The day seemed one hundred years long, but at last all the mourners left. Yael went outside again and stood with her arms wrapped around her father’s waist as he said good-bye to Zaki’s family, who were the last ones to leave.
“I’m so sorry, my friend,” Iddo said, resting his hand on Abba’s shoulder. “I understand your grief. But soon you’ll leave all these sorrows and memories behind when we go home to Jerusalem.”
“Why should I go there?” Abba asked. Yael heard the bitterness in his voice and knew he shared her anger. “I don’t believe any of that stuff. Religion didn’t do my wife any good.”
“You mean those spells and Babylonian superstitions? That isn’t true religion, Mattaniah.”
“What’s the difference? Aren’t they all just myths and tales? The Red Sea parting? Miracles? Bah! Why would God take my wife? My child’s mother?”
“I don’t know, Mattaniah. I’m sorry. There’s no easy answer, so I won’t insult you by offering one.”
Yael slid out of her father’s arms. How could anyone expect them to leave their home? Mama was buried here in Babylon. They couldn’t leave her here all alone. Yael hurried across the courtyard and ran out through her gate, not sure where she was going. She heard Zaki calling behind her, “Yael, wait! Where are you going?”
She ignored him and kept running, but he quickly caught up with her. “Stop following me!” she said, shoving him with her elbow. When he stayed right beside her, she halted suddenly, turning on him. “What do you want, Zechariah?”
“I want to come with you.”
“Why?”
“So you won’t be all alone.”
“But I want to be alone. I don’t want to talk to you or anyone else.”
“That’s fine,” he said with a shrug. “We don’t have to talk.”
He kept pace with her as they started walking again, heading toward the canal. Yael didn’t say so out loud, but the farther they walked, the more relieved she was that Zechariah had come along. She would have been afraid by herself, especially when she saw a gang of Babylonian boys fish
ing along the canal. Zaki steered her to a clump of palm trees and scrub bushes farther upstream, and they sat down together in the shade. Birds wheeled overhead, calling to each other as barges and single-mast vessels floated down the canal. How could the world keep going the same as before, as if nothing had happened?

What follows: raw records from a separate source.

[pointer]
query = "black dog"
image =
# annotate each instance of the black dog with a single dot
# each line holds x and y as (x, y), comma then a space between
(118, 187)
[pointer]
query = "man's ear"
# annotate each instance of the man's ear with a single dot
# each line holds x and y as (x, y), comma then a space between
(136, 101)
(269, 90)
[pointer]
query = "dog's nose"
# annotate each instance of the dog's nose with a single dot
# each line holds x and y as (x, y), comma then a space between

It didn’t seem fair.
“What happens to people after they die?” Yael asked after a while.
“The Torah says their body stays here in the ground but their spirit keeps on living in a different place.”
“Where? Where does it go?”
“No one knows for sure. The Torah doesn’t tell us about the afterlife because we’re supposed to pay attention to how we live now, so that we’ll be ready for eternal life.”
“Do you believe that? About our spirits not dying?”
“My grandfather explained it this way: the Holy One told Adam and Eve that if they ate from the forbidden tree they would die. Well, they ate anyway, but they didn’t drop dead as if the fruit was poison. They kept on living but in a different place, not in Gan Eden. This teaches us that death isn’t the end. Our spirit keeps on living, but in a different place.”
“So I’ll see Mama again?”
He nodded. “And she won’t be sick anymore.”
Yael began to cry, and Zechariah wrapped his arms around her, letting her lean on him. They sat side by side for a long time until the warm sunshine and gently lapping water made Yael feel sleepy. She stood, leaning on her friend’s shoulder as she struggled to her feet. “Let’s go home,” she said.
They were nearly there when Parthia suddenly stepped out of the shadows and into Yael’s path. “I’m so sorry about your mother, little one. She was a very brave woman.”
“You were wrong!” Yael lunged at her, fists tightened as she tried to strike her. “You said Mama would get better, and she didn’t!”